Quaboag

Total population
- <600

Regions with significant populations
- United States (Massachusetts)

= Quaboag =

Indigenous people of Massachusetts, US

The Quaboag were an Algonquian-speaking people, one of the most widespread of Indian linguistic stocks, closely related to the Nipmuc, Nashaway, and other local tribes—collectively known to colonists as the “Fresh Water Indians” or “Nipnets” Their territory centered around the Quaboag Pond and Quaboag River, encompassing present-day Brookfield, New Braintree, Warren, Brimfield, and Sturbridge, Massachusetts.

== Social organization and economics ==
The Quaboag people lived in seasonal villages or bands, utilizing the Quaboag river and lake resources for fishing, hunting, and agriculture (e.g., corn, squash, beans). Trade and movement along native paths linked them with other tribes and, later, European settlements.

== Relations with colonists ==

The Quaboag tribe established relations with colonists from as early as the 1630s. Settlers, for example William Pynchon, traded and purchased land from the Quaboag, facilitating relatively peaceful coexistence early on. In 1660, the Quaboag Plantation was established (now Brookfield) which was named after the tribe.

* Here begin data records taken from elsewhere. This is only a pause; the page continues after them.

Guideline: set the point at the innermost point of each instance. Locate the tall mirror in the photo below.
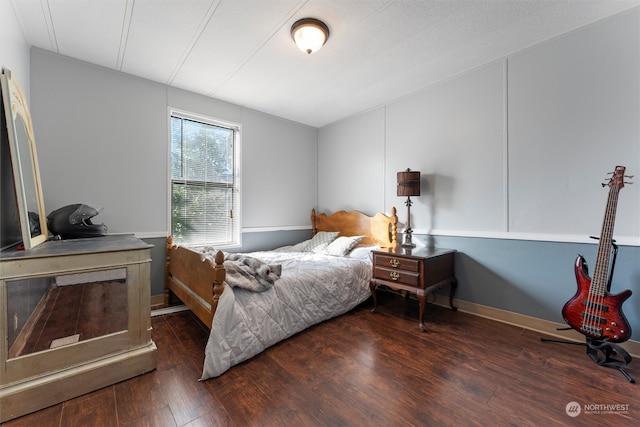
(33, 219)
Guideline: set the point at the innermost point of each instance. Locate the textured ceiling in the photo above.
(241, 51)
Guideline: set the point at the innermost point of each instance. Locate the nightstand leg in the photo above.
(454, 286)
(372, 287)
(422, 300)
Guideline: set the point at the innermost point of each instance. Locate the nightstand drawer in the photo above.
(390, 261)
(397, 276)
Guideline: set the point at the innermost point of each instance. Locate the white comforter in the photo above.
(312, 288)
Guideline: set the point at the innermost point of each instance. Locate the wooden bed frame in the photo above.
(198, 281)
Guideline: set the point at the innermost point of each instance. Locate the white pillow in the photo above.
(342, 245)
(321, 240)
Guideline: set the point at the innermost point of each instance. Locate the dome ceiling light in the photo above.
(309, 34)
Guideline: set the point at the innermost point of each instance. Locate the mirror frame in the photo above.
(15, 106)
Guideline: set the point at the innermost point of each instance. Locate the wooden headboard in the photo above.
(380, 229)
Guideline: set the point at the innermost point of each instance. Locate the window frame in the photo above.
(236, 188)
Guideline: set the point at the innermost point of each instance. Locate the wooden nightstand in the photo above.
(419, 272)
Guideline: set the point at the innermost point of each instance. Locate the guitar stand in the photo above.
(607, 348)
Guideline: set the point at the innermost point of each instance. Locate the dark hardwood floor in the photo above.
(363, 368)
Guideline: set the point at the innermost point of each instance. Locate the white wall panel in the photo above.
(351, 165)
(453, 133)
(573, 116)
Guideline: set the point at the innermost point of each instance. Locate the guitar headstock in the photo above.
(617, 180)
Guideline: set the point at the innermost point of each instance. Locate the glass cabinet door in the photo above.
(50, 312)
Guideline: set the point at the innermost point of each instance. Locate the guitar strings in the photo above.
(595, 306)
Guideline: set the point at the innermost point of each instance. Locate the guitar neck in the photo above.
(601, 271)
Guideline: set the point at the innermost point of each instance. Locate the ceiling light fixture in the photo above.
(309, 34)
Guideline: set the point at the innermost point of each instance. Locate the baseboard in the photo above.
(168, 310)
(157, 301)
(544, 327)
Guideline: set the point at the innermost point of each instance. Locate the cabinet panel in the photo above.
(75, 318)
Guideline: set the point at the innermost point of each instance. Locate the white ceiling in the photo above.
(241, 51)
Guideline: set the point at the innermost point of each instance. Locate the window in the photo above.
(204, 189)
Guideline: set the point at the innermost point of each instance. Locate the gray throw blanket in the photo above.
(250, 273)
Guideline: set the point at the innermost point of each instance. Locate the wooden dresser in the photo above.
(418, 272)
(46, 357)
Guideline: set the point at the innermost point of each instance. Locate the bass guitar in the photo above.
(593, 311)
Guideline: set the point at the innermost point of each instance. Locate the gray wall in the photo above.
(512, 155)
(102, 138)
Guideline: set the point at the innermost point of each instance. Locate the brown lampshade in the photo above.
(409, 183)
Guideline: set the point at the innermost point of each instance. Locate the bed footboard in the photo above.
(195, 279)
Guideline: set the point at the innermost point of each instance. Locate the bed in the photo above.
(252, 301)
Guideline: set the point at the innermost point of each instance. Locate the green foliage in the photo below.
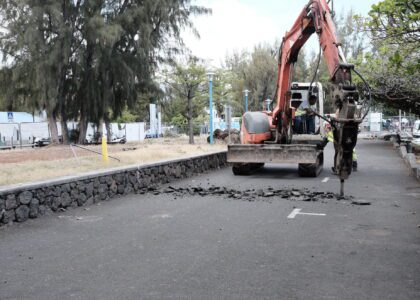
(255, 71)
(393, 66)
(89, 59)
(186, 89)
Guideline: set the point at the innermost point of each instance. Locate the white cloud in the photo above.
(232, 26)
(241, 24)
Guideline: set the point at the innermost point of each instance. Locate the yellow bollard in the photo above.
(104, 149)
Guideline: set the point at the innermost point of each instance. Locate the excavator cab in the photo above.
(260, 140)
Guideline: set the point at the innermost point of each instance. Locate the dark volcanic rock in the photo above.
(22, 213)
(25, 197)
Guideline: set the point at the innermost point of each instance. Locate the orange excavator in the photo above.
(268, 136)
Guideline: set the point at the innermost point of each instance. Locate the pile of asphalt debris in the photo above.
(291, 194)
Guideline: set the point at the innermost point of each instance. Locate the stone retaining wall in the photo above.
(19, 203)
(409, 159)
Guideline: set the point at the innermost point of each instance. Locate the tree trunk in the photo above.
(52, 124)
(65, 132)
(190, 121)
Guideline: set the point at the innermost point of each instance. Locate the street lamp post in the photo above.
(210, 76)
(246, 92)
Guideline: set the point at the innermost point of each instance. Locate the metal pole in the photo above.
(399, 126)
(246, 100)
(210, 75)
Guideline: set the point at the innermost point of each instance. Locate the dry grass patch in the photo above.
(41, 164)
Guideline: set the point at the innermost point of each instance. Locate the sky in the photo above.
(240, 24)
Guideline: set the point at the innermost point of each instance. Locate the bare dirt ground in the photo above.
(34, 164)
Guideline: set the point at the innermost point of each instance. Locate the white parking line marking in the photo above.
(294, 213)
(297, 211)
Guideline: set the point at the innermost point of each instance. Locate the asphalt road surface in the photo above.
(213, 247)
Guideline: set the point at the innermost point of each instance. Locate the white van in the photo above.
(416, 129)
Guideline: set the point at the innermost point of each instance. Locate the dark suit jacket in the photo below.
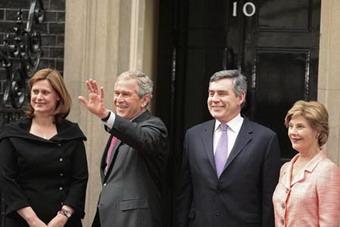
(131, 193)
(43, 174)
(242, 196)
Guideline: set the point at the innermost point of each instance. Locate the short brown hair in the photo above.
(57, 83)
(316, 115)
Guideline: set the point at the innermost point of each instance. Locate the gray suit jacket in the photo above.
(131, 193)
(242, 196)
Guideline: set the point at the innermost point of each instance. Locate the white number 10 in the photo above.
(248, 9)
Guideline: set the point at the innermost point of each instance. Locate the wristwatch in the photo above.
(65, 212)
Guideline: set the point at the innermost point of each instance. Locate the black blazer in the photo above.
(43, 174)
(242, 196)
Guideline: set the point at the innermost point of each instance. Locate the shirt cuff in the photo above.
(110, 121)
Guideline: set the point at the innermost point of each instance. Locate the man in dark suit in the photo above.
(135, 156)
(230, 164)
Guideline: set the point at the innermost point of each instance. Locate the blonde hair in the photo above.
(316, 115)
(56, 80)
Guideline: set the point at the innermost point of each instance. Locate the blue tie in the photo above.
(221, 152)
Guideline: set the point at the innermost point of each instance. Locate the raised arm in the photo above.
(95, 101)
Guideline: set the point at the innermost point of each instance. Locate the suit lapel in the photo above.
(207, 140)
(140, 118)
(243, 138)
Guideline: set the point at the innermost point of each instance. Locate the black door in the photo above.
(273, 42)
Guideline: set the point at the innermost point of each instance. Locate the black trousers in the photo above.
(96, 220)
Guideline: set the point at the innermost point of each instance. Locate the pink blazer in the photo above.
(313, 199)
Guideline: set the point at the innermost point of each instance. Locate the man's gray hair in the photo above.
(239, 80)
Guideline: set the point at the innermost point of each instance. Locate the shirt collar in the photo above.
(234, 124)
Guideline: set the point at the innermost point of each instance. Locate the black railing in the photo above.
(19, 57)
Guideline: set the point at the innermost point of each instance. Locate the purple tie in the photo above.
(110, 152)
(221, 152)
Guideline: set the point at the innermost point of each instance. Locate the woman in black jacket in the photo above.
(43, 166)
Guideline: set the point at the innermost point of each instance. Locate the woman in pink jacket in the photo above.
(308, 192)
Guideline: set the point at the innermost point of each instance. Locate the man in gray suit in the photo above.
(135, 156)
(230, 164)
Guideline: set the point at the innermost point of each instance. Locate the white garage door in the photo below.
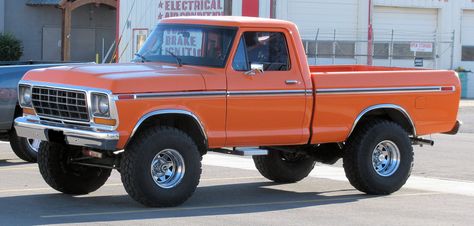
(310, 15)
(407, 23)
(467, 28)
(467, 39)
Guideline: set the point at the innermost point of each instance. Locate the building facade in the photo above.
(430, 33)
(38, 24)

== King Philip’s War (1675–76) ==

As part of the Nipmuc confederation, the Quaboag joined Metacom (King Philip) in rebellion against colonial encroachment. Led by sachem Muttawmp, they participated in major skirmishes, including the infamous Brookfield ambush (“Wheeler’s Surprise”), where settlers were attacked in August 1675. Colonial retaliation forced many Quaboag into exile, death, or assimilation into other tribes or Christian "praying towns".

== War aftermath and legacy ==
After the war, the resulting displacement led to the Quaboag being dissolved as a distinct political entity; survivors merged with Nipmuc groups or fled to Canada. The name lives on in local geography: Quaboag Pond, River, and institutions like Quaboag Regional Middle/High School.